Logistique urbaine, du potentiel
Un autre axe de travail est la transition numérique, dans la suite de l’expérimentation de Blockchain conduite sur le bassin tout d’abord à l’initiative de la délégation interministérielle pour l’axe Rhône-Saône-Méditerranée. Selon Cécile Avezard : « Il y a une volonté de continuer à travailler sur ce sujet et de mettre en place une solution à l’échelle de l’axe de manière globale. La numérisation est un facteur de compétitivité pour l’axe. Elle peut permettre une meilleure intégration de la logistique fluviale qui peut être complexe ». L’échéance fixée pour ce projet est à moyen terme.

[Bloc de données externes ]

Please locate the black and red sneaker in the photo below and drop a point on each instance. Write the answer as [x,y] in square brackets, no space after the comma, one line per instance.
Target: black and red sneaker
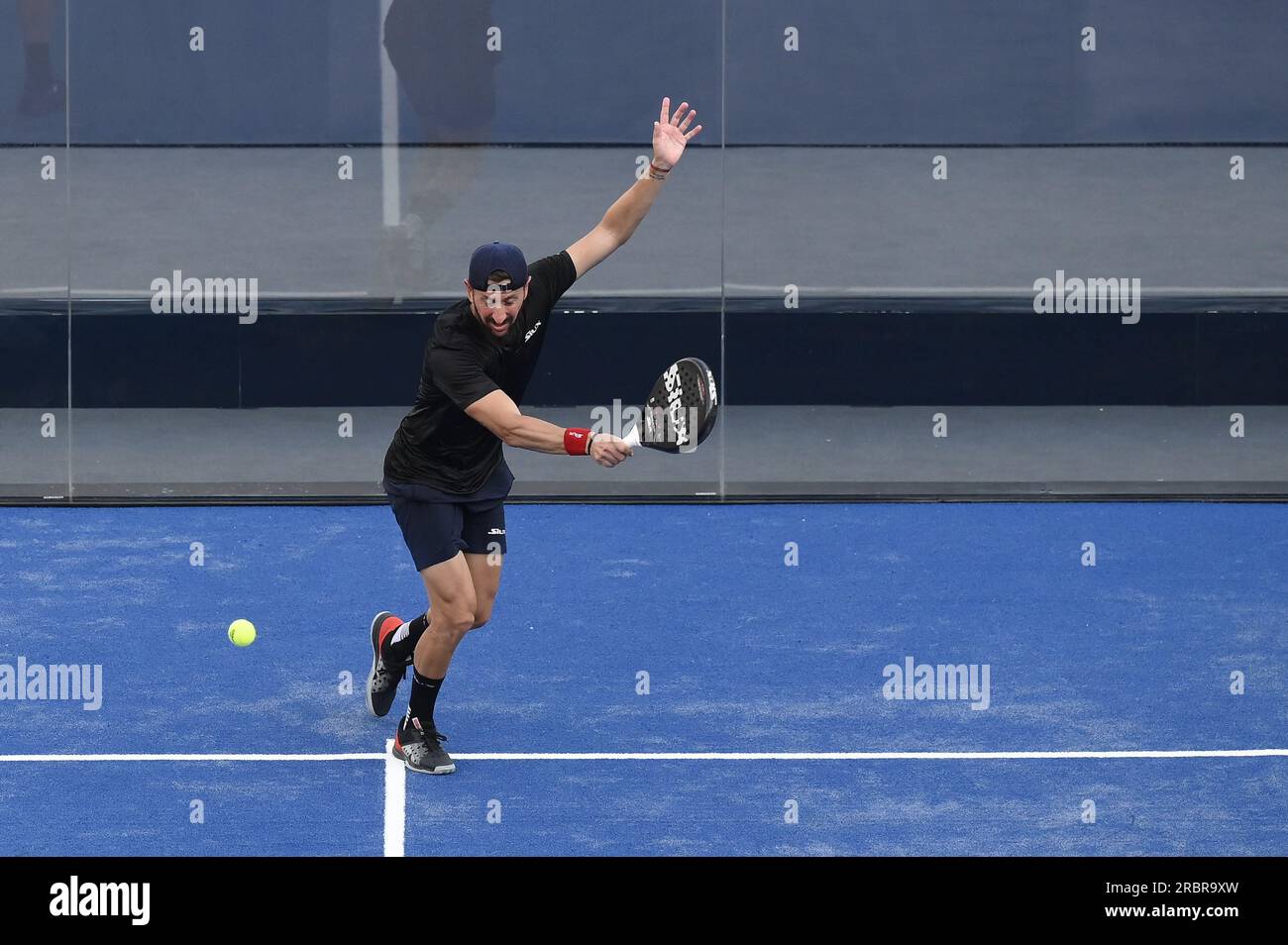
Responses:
[420,748]
[385,677]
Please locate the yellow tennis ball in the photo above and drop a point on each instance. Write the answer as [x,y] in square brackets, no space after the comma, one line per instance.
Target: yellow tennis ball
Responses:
[241,632]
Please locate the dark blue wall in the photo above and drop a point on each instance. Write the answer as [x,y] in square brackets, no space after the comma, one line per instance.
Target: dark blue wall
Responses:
[591,71]
[127,357]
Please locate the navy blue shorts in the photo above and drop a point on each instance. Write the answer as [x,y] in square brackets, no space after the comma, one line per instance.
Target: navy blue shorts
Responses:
[437,525]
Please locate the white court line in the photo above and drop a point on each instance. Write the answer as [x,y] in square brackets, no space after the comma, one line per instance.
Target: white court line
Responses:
[686,756]
[389,175]
[343,756]
[395,802]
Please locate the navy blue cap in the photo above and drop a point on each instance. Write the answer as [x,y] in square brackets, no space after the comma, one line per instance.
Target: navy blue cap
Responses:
[505,257]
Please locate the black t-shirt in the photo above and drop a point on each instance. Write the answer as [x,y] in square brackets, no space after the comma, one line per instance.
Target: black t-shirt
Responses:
[438,445]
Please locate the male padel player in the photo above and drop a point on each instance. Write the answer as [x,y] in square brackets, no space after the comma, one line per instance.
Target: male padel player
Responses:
[445,472]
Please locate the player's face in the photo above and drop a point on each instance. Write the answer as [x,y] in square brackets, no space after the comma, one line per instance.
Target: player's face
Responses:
[497,308]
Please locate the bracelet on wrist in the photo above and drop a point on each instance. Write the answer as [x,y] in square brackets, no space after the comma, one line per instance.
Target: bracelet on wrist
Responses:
[578,441]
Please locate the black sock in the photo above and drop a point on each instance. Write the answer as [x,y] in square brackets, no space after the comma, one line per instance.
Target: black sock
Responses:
[424,694]
[400,651]
[39,71]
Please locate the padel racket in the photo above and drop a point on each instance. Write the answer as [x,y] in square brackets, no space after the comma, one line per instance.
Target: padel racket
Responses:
[681,411]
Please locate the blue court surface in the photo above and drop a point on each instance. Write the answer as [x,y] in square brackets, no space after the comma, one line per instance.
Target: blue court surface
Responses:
[761,726]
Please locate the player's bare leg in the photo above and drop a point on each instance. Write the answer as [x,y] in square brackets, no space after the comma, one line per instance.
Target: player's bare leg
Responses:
[451,617]
[485,576]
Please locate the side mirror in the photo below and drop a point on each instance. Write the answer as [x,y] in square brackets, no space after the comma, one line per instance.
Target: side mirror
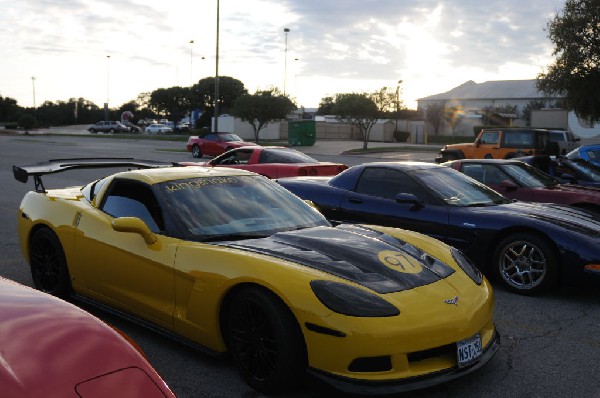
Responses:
[508,185]
[571,179]
[409,198]
[135,225]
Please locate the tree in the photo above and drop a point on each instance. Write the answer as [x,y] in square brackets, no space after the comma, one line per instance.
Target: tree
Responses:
[203,97]
[325,106]
[172,102]
[262,108]
[575,73]
[357,110]
[8,109]
[434,114]
[454,115]
[532,105]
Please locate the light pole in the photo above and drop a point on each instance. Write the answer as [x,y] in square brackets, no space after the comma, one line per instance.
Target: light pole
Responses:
[191,61]
[397,104]
[191,83]
[216,113]
[285,31]
[106,117]
[34,107]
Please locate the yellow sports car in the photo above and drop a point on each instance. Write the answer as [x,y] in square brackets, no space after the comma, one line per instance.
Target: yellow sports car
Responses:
[230,261]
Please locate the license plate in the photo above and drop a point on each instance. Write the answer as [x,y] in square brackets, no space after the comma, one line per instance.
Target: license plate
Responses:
[468,350]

De manière plus proche en termes de calendrier, la déchetterie fluviale River’Tri à Lyon va s’installer sur un deuxième site, au pied du pont Morand, en centre-ville, non loin du quartier de la Croix-Rousse. Pour rappel, depuis 2016, le samedi matin, un pousseur amène une barge au quai Fulchiron et vient la rechercher en fin de journée pour l’emmener au port de Lyon où les déchets collectés rejoignent les filières de traitement et de valorisation habituelles. Le pousseur est équipé d’un propulseur à l’hydrogène.

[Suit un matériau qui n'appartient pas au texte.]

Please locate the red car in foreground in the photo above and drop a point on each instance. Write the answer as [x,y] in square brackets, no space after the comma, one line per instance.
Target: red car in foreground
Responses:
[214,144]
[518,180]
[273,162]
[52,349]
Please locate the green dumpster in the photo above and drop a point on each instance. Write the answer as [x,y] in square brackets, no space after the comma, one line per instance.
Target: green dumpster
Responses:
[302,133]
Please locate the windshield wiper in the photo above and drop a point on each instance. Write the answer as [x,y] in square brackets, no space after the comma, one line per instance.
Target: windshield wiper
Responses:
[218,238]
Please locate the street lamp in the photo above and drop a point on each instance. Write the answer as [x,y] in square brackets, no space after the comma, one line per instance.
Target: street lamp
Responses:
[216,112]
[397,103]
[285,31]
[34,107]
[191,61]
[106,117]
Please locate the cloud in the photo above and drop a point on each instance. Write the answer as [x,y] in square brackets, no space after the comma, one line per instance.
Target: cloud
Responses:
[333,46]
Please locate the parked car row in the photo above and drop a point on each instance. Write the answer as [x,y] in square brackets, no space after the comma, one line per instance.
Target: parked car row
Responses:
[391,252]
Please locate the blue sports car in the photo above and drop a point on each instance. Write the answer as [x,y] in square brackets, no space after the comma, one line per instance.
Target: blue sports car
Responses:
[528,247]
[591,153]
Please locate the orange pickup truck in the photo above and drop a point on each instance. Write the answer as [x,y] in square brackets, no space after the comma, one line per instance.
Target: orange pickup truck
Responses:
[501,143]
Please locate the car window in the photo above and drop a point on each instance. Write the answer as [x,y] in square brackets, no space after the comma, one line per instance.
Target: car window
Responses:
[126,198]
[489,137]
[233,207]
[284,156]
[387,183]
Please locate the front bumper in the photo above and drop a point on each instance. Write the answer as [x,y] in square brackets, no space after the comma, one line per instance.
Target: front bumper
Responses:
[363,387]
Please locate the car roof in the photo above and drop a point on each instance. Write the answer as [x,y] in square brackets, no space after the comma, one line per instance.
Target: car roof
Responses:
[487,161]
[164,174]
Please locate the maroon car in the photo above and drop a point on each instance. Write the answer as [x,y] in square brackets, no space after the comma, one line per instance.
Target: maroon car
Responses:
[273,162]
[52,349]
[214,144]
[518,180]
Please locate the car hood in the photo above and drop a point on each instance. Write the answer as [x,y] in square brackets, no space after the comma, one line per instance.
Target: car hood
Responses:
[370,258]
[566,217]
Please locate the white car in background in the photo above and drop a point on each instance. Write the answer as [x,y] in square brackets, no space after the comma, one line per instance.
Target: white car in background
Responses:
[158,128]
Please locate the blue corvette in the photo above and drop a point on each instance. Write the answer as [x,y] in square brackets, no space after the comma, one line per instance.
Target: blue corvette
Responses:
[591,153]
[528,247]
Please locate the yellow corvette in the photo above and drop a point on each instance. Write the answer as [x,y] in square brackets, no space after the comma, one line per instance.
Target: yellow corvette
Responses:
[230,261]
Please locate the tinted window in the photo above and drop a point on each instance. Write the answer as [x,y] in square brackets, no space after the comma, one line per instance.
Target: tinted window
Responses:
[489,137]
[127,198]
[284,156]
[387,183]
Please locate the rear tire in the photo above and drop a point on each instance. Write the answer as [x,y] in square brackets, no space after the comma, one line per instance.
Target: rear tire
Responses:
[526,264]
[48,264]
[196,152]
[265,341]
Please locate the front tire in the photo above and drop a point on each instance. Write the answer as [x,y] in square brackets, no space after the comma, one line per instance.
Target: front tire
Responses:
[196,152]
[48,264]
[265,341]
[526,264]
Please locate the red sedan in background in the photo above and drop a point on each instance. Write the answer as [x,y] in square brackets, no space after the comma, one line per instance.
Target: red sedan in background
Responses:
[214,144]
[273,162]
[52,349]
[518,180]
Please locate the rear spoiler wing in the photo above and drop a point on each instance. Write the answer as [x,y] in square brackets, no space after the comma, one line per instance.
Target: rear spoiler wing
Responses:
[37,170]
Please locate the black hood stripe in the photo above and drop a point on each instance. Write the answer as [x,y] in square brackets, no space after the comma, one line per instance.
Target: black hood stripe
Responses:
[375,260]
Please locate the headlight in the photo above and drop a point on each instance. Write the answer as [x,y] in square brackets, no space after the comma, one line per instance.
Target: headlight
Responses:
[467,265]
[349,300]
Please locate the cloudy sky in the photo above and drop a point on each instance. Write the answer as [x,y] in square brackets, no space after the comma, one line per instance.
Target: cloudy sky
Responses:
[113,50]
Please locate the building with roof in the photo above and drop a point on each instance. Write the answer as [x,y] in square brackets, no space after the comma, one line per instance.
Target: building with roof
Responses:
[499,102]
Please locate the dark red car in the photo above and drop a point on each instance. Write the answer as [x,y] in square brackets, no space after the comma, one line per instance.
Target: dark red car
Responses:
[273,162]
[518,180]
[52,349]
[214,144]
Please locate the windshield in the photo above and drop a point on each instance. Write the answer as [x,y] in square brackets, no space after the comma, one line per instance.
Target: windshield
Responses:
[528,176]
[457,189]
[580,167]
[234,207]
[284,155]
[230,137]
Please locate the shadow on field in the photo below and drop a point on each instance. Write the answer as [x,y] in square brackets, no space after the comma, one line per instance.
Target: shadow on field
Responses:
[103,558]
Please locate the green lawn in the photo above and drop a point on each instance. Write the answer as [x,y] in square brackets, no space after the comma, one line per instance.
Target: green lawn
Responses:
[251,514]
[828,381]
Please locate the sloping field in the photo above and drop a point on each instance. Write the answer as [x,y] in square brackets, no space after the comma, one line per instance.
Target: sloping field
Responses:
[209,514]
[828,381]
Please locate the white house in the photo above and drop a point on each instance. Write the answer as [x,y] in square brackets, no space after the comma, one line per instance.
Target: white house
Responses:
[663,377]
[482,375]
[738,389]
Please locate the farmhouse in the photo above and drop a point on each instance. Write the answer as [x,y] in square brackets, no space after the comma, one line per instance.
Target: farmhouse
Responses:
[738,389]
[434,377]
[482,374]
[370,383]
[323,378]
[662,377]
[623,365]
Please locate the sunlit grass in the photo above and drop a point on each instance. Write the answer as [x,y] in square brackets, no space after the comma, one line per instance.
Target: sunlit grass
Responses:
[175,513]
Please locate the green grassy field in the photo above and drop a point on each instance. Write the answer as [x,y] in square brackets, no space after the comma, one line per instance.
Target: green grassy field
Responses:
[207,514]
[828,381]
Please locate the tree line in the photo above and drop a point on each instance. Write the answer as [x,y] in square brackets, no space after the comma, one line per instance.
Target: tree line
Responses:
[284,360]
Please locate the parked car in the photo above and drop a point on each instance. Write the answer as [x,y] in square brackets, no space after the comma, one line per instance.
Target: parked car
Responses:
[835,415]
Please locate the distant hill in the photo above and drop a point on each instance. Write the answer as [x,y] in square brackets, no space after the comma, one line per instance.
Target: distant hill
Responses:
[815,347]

Concernant la logistique urbaine, « il y a un potentiel, des possibilités d’articulation à Lyon avec les quais situés dans le centre-ville, par exemple. Il y a des habitudes prises par les grands maîtres d’ouvrage qui n’ont pas le réflexe fluvial et des grands chantiers n’ont pas utilisé ce mode. Suite aux élections municipales, nous (re)nouons des liens avec les élus pour avancer sur ce sujet ».
Pour conduire tous ces projets et les mener à bien, Cécile Avezard, directrice de la DT Rhône-Saône de VNF et nouvelle présidente de Medlink Ports depuis le 24 septembre 2020, a une conviction : « Ce qu’on doit arriver à renforcer, c’est l’axe Rhône-Saône-Méditerranée avec tous les acteurs présents. Les projets, il faut les faire tous ensemble pour leur donner du sens et atteindre les objectifs des transitions énergétique et numérique. Tous les acteurs ensemble peuvent faire monter en qualité la prestation logistique sur l’axe. Je souhaite unifier tous les acteurs quels qu’ils soient, opérateurs de réseau, des ports… pour offrir un axe et une offre territoriale de qualité. Nous devons répondre ensemble, construire ensemble, dans la continuité du travail de la délégation interministérielle qui a donné de la visibilité à l’axe dans l’ensemble des territoires. Il s’agit d’avoir une dynamique à l’échelle de l’axe pour nos clients, nos utilisateurs, pour une intégration territoriale ».